El día acomete frente a la isla (y las dudas).
La isla, arquetipo de la distancia,
como las dudas de la desdicha.

El verano y la soledad queman con el sol.
Un verano común, de viento escaso.
Sudor macerado en la premura de un plazo que se agota.
Un verano común, molicie en la ensenada
de cumbias recurrentes.
De pescadores afables,
donde todos (menos nosotros) olvidan el tiempo.

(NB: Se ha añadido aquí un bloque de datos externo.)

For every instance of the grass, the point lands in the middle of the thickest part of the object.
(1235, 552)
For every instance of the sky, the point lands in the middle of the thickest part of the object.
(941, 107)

A mediodía los aromas a pescado asaltan el pueblo.
Sudado de pescado con arroz blanco, ceviche fresco y helado.
Somos dos modestos comensales.
Y después, otra vez a la playa,
a dejarnos envolver por la arenisca salina,
los bostezos del mar
y las contingencias de la carne.

De regreso el camino de fuego y cemento
y el bolero regresan.
No la Obertura de las Hébridas o la Marcha turca,
sino un bolero con aire de balada
que se filtra entre los resquicios de la memoria,
hasta los confines del calendario.
Arde como hierro en la llaga
y la despedida comienza a doler.

Taciturnos doblamos las últimas esquinas,
el tramo interminable.
Repetimos las estrofas del bolero nono,
un Manzanero que deja a expensas del futuro,
sombrío como nuestras sombras.
Un bolero que nos alista para cortarnos.
Un bolero que nos acecha con el futuro,
tristón y lacerante, vago y caprichoso.

Miramos el mar desde la ventana,
sin aliento y sin hambre.
No nos detiene un beso,
no nos convence la cama.
Nuestra carencia es del alma.

Nos atosiga el humo del adiós
como una pipa de agua en Estambul.
Son los cimientos de la distancia,
del calendario y la renuncia.
Y sin renuncia no hay riesgo.
Sin renuncia los sueños se quedan en las almohadas.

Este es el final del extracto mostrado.